Social participation was greatly hampered by dialysis inception in 267 (61.5%) of the population. This is probably because the incapacitation of chronic HD patients often results in social isolation and self-isolation from society. They are therefore faced with issues of social adaptation and resocialization, posing a change in the lifestyle of these patients causing them not to be able to keep up with previous regular activities, which was similar to studies conducted by Kerklaan et al. in 6 countries [35].

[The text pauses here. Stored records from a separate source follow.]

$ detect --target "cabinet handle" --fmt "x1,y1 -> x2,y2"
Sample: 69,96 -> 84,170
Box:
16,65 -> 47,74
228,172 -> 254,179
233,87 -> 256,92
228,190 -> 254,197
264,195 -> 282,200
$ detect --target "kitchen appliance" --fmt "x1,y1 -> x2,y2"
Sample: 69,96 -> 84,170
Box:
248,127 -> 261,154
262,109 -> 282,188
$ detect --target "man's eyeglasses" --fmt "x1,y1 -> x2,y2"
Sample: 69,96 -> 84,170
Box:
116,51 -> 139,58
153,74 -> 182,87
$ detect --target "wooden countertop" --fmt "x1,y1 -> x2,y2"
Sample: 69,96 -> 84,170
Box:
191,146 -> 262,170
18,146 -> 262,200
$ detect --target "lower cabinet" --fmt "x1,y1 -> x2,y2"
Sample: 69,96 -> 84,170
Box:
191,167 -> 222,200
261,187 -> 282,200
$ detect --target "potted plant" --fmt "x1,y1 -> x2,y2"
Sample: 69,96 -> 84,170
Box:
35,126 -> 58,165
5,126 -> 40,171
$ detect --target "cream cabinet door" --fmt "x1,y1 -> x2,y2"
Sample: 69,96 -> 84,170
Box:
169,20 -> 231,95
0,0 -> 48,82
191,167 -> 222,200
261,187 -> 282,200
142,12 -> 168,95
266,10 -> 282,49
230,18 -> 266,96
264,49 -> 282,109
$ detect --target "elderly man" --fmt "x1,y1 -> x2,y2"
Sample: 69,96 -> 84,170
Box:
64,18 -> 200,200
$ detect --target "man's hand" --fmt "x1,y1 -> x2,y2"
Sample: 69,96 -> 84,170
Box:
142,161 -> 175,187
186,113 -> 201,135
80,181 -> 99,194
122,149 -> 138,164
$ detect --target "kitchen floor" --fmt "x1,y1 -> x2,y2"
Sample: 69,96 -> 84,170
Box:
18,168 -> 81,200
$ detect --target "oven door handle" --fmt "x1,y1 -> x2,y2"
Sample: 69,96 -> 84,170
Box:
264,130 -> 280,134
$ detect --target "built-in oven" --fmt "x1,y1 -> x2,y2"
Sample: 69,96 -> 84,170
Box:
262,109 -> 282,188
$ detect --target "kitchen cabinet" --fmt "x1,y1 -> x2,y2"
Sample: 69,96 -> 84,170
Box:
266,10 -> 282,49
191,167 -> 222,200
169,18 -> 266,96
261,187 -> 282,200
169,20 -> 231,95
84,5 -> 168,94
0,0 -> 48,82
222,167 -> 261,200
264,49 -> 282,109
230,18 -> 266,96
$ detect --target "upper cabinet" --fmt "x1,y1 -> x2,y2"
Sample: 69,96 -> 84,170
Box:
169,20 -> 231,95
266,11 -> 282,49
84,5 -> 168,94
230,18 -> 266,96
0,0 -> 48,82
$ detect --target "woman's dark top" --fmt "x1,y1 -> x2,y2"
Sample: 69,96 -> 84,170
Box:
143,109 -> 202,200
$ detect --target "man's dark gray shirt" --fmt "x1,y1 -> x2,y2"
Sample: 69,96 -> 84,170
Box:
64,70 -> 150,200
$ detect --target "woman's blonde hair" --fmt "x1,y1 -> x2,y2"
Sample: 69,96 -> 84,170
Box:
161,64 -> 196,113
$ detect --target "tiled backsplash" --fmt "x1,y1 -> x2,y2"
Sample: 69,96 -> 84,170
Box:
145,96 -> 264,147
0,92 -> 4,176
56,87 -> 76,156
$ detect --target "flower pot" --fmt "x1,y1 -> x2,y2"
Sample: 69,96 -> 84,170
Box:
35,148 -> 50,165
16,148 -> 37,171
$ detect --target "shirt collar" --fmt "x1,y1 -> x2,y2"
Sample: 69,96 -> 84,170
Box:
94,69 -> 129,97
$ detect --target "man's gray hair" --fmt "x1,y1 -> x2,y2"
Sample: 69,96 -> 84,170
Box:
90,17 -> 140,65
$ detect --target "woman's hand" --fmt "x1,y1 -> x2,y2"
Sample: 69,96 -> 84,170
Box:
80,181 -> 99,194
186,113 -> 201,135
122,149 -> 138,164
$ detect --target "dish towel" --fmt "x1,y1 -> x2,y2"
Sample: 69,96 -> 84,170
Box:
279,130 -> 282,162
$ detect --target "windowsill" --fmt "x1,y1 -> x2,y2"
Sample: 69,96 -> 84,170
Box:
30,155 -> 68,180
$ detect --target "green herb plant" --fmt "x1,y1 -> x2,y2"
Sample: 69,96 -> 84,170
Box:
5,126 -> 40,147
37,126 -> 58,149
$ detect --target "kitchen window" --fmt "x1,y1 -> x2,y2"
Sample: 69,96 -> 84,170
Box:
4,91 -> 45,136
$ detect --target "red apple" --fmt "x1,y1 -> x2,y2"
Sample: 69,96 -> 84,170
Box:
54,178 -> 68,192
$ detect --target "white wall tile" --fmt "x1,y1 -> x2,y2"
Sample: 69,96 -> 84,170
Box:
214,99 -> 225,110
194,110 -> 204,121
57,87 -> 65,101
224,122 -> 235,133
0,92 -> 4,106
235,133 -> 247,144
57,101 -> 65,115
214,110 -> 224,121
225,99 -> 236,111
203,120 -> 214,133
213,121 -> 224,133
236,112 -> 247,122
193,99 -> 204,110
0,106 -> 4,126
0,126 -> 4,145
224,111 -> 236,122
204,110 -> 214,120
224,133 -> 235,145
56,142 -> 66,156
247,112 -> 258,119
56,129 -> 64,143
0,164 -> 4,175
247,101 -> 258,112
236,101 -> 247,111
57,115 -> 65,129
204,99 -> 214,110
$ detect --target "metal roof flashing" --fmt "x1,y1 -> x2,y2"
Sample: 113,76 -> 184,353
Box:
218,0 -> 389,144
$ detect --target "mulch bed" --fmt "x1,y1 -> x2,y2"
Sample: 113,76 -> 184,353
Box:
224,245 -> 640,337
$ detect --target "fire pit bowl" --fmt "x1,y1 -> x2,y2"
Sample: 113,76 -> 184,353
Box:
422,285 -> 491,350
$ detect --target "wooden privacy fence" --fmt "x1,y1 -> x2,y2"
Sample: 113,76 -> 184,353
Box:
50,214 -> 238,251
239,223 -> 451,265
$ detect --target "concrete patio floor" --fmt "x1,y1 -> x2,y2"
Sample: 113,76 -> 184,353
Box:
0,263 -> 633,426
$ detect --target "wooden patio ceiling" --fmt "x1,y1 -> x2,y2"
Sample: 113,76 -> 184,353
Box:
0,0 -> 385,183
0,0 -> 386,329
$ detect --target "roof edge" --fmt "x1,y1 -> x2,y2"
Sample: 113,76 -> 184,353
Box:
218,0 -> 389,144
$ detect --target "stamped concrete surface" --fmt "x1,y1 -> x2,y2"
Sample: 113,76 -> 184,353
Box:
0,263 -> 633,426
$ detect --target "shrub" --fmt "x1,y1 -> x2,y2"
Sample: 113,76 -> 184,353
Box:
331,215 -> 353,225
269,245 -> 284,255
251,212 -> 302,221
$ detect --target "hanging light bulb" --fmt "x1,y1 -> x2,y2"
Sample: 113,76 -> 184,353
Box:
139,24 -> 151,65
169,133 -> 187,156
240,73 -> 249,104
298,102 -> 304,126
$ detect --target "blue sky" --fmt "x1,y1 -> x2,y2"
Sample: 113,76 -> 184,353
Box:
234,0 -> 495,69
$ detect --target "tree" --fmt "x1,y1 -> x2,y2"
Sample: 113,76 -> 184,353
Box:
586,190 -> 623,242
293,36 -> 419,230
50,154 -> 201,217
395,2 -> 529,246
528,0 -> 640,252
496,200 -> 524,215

HRQOL was found to be associated with social reinsertion. Those with poor QOL were reinserted poorly into society in terms of social participation. This is because these patients are socially vulnerable and limited in what they can accomplish. Therefore, many are forced to readjust their lives to cope with their chronic disease, and this involves withdrawal from social activities, strict limitations on travel to avoid compromising dialysis sessions, and avoidance of ceremonies to adhere to their fluid and diet restrictions[32].
One of the major limitations of this study was that we did not evaluate the possible effects of biochemical parameters such as haemoglobin and phosphorus levels on the QOL of patients. As a strength, our study had a larger sample size compared to other studies performed in Sub-Saharan Africa, and the fact that it was conducted in the 4 most active haemodialysis units in 3 urban regions of Cameroon could help us generalize the results to reflect the national perspective. Second, this study has provided data on QOL and social reinsertion of HD patients in Cameroon, exposing factors associated with such low QOL.
STUDY LIMITATIONS
The major limitation of this study was that we did not evaluate the possible effects of biochemical parameters on the QOL of patients on HD. Additionally, the majority of the questionnaires were reported by the investigator; in these cases, reporting biases could have acted as a confounding factor in our data.